Some newspaper editors have been suggesting that the U.S. Supreme Court has effectively reinstated the poll tax that once kept minorities and the poor from voting, and it did so for no justifiable reason. They say that when the high court upheld an Indiana state law that requires a form of government-issued photo identification card for anyone to vote and that has undone our civil rights.
I suppose that those rednecks in Indiana (some call ’em lawmakers) approved the bill on the grounds of fighting voter fraud. What seems passing strange is that in upholding the law, the court said there is no evidence of voter fraud. The court apparently traded away the ability of many poor Americans to vote out of deference to fears that someone might cheat.
Now I admit to bein’ a redneck … but even to me that is a genuine case of fractured logic. Accordin’ to the Supremes, any state is now permitted to deny access to the polls to hundreds of voters – documented cases of such were entered into evidence – to prevent some potential, yet undefined, evil character from sneaking into the booth and voting twice. Well, now doncha know that kicks the concept of voting as the most sacred right in a democracy straight into the hole in the outhouse seat!
This photo-identification ruse is simply voter suppression, enacted by Indiana’s redneck legislature to keep down the vote of minorities and senior citizens. It is those people who will have the most trouble getting state-approved photo-identification cards and who will likely miss the vote.
For the historically challenged, the poll tax long had its supporters in the Old South. It cost only a couple of dollars to vote, its apologists said. That wasn’t much of a sacrifice for the sacred right. The poll tax wasn’t charged to most whites. That’s because people whose ancestors had voted before minorities won the right to vote after the Civil War were grandfathered in.
The whole idea of a poll tax, as with the identification card, is to suppress the vote of the poor. The 24th Amendment to the U.S. Constitution banned poll taxes in 1964, but six justices effectively reinstated it with this decision.
So, let’s ask a simple question: How difficult can it be for someone to get a photo-identification card? The answer is: A lot harder than you might think.
Testimony before the court centered on the poor who do not own vehicles and who, therefore, do not have driver’s licenses. They can file for other forms of identification, but those cards require personal trips to government offices, which can be expensive, difficult or impossible for the infirm. Many citizens also don’t have access to their birth certificates, a key document needed in getting the proper identification in Indiana.
Just as those southerners who supported the poll tax denied that it was an impediment to voting, those Indianan’s supporting this identification requirement say it is not a big deal. But it is a big deal for the poor, and that’s why the Indiana legislature enacted this law. They know they implemented a new tactic in our nation’s sorry history of denying the vote to our poor and minority populations. And our supremes said they were right to do so, and worse, fer the rest of us … that means our states can do the same damned thing.
And, here you and I sit whining about it. Maybe it is time that this old a-hole got off his butt and helped to start the revolution. Of course, then again, maybe Franz Kafka was right: “Every revolution evaporates and leaves behind it only the slime of bureaucracy.”
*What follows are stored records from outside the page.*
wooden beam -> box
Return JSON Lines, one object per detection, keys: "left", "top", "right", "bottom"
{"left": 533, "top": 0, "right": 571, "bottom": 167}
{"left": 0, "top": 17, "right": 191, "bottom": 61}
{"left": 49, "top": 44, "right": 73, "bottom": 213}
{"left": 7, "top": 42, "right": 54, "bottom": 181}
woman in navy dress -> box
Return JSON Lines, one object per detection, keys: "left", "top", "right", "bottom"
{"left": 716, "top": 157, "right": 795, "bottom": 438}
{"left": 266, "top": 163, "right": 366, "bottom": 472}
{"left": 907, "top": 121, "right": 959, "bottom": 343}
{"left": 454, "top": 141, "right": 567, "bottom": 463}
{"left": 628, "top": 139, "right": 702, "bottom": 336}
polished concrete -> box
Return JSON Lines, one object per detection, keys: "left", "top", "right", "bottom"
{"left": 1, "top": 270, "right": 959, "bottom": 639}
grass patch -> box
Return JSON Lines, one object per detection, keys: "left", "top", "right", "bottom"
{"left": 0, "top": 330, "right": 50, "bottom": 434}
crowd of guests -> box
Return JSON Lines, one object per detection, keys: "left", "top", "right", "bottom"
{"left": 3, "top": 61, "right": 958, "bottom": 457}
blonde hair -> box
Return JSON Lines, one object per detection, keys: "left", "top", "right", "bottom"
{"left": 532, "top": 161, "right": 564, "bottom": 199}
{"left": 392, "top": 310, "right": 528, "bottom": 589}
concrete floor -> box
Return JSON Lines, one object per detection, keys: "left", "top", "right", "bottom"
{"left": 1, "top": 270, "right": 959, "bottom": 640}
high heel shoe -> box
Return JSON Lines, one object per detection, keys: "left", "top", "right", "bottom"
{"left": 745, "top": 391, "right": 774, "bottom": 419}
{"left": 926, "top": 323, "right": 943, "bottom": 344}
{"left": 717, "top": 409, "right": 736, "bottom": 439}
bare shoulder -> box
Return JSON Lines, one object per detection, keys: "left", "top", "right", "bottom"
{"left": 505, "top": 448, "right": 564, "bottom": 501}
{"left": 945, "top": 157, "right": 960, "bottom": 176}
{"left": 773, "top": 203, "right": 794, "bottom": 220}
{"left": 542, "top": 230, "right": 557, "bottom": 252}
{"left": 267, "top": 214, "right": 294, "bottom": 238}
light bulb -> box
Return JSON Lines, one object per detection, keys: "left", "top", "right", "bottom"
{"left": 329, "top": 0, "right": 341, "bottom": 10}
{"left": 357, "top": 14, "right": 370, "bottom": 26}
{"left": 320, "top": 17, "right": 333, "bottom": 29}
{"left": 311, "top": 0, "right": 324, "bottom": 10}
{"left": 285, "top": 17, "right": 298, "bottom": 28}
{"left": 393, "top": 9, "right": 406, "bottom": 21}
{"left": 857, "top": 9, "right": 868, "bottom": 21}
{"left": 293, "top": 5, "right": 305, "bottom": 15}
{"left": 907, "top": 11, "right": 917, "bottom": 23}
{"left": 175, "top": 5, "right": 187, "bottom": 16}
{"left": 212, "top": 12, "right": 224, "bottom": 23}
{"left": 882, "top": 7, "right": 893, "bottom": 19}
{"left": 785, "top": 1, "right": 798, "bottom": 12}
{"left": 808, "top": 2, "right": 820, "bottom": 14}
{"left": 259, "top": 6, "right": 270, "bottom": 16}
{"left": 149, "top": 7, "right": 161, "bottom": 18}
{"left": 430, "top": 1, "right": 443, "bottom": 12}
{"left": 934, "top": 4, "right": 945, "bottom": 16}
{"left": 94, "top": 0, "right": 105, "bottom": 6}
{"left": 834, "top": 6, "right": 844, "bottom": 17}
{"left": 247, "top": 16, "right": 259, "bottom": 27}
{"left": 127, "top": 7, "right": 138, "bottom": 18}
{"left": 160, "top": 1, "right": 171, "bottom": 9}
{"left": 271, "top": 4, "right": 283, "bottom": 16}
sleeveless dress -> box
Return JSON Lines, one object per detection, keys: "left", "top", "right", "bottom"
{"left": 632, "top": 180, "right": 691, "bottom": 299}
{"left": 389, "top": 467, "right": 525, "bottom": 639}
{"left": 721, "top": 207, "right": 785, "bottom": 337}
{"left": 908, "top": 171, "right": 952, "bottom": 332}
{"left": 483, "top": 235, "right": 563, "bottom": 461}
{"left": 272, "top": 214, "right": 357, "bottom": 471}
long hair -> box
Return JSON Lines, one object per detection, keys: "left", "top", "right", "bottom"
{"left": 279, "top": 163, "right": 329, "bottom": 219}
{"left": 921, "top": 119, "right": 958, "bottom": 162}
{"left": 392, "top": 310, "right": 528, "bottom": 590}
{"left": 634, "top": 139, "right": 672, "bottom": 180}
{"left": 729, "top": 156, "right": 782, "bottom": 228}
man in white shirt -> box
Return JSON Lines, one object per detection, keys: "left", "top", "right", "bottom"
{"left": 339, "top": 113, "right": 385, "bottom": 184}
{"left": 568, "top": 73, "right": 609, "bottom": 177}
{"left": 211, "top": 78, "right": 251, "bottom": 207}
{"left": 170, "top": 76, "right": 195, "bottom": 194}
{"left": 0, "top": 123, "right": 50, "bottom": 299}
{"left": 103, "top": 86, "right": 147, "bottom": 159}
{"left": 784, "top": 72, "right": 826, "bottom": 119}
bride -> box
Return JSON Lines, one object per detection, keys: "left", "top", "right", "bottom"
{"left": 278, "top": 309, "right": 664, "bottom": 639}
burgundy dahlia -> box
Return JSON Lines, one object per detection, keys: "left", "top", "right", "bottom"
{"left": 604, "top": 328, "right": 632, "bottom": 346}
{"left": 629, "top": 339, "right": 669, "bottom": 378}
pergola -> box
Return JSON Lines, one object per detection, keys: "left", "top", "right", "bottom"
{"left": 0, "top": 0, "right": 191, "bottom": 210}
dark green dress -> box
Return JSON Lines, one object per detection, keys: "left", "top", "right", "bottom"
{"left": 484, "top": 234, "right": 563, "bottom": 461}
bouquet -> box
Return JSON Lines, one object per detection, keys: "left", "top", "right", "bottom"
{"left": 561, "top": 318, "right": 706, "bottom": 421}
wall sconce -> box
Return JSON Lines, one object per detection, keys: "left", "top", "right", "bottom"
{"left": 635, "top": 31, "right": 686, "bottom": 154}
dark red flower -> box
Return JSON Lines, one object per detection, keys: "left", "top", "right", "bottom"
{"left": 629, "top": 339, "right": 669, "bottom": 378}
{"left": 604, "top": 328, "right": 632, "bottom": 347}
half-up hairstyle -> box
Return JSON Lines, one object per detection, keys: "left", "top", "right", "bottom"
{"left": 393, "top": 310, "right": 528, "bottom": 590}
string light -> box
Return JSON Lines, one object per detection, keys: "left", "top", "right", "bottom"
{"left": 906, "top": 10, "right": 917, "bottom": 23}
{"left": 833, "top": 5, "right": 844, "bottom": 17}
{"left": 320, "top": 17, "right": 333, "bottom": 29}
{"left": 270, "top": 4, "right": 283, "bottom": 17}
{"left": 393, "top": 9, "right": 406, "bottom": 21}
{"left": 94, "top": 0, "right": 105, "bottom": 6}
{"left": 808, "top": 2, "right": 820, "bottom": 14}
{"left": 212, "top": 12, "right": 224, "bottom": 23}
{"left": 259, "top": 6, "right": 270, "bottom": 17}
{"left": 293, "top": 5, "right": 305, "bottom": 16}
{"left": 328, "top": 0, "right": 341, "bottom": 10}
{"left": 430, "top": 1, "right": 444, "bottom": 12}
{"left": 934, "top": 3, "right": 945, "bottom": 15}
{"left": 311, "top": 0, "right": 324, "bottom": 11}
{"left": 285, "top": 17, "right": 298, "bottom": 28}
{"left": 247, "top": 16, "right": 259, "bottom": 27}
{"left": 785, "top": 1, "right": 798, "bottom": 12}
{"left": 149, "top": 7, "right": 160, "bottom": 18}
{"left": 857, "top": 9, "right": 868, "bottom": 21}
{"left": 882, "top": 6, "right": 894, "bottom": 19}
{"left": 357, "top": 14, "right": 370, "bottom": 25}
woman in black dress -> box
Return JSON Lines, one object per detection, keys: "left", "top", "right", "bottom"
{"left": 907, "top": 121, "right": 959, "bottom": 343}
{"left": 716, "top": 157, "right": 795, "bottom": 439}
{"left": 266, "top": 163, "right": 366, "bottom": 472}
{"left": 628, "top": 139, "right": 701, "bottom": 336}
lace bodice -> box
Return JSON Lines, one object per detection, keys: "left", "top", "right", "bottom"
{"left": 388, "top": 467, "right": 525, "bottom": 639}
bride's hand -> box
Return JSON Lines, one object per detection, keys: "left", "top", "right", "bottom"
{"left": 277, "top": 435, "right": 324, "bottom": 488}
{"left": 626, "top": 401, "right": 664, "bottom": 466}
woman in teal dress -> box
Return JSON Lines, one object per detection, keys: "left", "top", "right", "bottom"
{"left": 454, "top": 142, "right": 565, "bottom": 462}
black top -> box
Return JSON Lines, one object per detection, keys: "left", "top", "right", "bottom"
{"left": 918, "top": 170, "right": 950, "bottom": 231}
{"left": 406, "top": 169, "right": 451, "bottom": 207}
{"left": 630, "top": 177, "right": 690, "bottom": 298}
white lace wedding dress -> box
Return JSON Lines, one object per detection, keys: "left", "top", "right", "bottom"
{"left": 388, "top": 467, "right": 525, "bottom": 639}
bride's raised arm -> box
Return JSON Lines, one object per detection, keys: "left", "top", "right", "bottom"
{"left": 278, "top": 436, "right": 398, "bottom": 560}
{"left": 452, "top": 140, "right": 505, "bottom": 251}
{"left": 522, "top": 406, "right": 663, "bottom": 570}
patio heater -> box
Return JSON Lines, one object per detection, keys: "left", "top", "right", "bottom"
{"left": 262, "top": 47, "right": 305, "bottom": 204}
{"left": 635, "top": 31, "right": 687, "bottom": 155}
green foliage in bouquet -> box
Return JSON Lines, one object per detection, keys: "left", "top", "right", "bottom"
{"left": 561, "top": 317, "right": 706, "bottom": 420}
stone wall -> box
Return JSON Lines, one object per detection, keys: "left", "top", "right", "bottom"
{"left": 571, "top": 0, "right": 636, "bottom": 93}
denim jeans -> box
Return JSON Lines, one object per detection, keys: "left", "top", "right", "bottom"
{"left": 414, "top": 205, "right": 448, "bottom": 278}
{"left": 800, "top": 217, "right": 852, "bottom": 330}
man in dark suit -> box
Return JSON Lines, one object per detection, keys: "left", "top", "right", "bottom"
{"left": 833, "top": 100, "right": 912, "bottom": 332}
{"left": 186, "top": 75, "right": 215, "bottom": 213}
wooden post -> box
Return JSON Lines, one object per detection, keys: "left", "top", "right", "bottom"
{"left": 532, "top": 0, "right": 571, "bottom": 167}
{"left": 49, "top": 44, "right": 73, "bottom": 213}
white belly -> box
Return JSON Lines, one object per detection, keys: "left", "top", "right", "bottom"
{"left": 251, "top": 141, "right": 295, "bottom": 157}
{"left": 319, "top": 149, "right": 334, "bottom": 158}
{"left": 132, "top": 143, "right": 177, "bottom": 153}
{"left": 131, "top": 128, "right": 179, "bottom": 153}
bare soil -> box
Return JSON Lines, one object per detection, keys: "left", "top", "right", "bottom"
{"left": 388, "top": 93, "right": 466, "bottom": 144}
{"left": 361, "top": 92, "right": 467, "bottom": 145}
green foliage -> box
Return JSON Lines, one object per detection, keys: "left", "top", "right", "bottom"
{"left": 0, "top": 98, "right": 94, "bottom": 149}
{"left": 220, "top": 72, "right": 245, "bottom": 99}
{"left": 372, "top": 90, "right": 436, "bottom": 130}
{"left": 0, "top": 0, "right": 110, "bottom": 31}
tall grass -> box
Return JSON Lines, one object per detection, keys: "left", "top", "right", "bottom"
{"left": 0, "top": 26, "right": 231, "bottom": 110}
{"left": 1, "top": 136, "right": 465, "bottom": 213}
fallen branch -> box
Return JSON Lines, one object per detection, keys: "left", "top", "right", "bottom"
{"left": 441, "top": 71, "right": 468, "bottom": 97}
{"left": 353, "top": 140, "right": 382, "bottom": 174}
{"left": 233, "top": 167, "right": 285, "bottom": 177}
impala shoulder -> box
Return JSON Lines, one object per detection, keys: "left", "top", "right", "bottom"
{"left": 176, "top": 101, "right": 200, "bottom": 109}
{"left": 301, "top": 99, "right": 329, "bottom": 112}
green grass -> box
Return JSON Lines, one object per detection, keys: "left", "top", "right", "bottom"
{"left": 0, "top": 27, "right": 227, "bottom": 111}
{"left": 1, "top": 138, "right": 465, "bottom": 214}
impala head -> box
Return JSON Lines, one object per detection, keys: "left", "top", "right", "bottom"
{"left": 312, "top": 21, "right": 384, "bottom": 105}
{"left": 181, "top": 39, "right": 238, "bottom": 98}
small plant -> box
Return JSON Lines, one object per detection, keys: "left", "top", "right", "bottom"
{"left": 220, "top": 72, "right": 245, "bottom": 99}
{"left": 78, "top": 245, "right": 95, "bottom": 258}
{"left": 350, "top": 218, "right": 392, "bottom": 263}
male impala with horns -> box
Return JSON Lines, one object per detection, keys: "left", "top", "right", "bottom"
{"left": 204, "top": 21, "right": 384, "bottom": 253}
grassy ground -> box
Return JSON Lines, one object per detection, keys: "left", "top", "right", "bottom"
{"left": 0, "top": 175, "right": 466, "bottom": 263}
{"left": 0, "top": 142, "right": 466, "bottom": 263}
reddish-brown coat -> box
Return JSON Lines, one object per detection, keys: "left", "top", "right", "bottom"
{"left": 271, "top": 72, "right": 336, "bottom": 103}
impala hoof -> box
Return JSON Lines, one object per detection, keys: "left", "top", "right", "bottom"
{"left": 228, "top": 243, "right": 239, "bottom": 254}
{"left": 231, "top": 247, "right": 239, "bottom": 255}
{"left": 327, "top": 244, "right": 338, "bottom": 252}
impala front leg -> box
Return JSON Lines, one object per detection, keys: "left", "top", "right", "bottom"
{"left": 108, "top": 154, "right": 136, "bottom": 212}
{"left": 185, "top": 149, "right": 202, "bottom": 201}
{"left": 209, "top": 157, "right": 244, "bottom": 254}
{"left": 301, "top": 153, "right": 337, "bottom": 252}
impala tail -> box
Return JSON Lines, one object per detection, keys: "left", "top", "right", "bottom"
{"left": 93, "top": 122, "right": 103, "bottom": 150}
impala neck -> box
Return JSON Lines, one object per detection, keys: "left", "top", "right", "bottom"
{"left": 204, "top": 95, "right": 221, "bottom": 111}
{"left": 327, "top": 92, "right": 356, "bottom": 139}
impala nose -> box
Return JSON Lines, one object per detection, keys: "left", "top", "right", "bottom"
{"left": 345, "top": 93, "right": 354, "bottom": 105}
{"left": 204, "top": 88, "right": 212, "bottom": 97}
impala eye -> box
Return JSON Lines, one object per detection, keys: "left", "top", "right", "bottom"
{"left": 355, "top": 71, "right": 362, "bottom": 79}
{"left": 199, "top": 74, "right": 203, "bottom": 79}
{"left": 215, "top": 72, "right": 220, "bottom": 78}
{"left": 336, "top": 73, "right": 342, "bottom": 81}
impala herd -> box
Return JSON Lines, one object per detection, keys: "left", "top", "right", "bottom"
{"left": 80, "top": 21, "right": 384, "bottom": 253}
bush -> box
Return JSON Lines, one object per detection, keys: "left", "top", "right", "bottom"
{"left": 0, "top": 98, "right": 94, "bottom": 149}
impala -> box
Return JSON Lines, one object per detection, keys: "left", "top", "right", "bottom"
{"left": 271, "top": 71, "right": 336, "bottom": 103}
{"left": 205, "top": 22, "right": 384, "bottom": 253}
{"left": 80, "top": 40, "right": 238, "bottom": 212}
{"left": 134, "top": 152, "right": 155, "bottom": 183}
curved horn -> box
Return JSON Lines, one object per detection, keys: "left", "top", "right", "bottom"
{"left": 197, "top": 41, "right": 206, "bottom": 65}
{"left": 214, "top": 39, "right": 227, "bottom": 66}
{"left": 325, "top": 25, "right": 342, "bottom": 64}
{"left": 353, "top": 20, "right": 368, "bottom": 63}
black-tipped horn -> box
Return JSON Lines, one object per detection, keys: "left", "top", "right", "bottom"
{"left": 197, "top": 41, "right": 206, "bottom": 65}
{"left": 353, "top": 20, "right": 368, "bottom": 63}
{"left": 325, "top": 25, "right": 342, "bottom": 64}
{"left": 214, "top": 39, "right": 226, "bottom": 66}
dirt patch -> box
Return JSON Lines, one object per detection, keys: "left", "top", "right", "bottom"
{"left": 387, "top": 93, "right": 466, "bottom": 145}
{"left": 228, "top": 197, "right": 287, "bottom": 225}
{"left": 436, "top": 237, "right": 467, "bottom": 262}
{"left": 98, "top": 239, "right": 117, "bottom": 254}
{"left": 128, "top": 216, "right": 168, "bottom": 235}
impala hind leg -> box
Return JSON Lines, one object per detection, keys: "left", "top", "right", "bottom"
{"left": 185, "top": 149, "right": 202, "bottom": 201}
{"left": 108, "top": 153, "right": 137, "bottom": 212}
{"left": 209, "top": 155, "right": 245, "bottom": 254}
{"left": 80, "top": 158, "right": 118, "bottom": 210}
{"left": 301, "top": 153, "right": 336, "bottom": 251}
Fredegar N. MacMough (his friends call him Faddy) is a pseudonym for a redneck living in New Mexico … in one of those down at the heel oil towns where the only hope is in the fall when we put our kids up to distract us from the grinding daily shit of our lives by watching them play football. Where the town spends most of its time either talking about this season or in hibernation waiting for next fall … and some still talk about when they played football. Pity the poor chump who only sires daughters … there is no glory in that.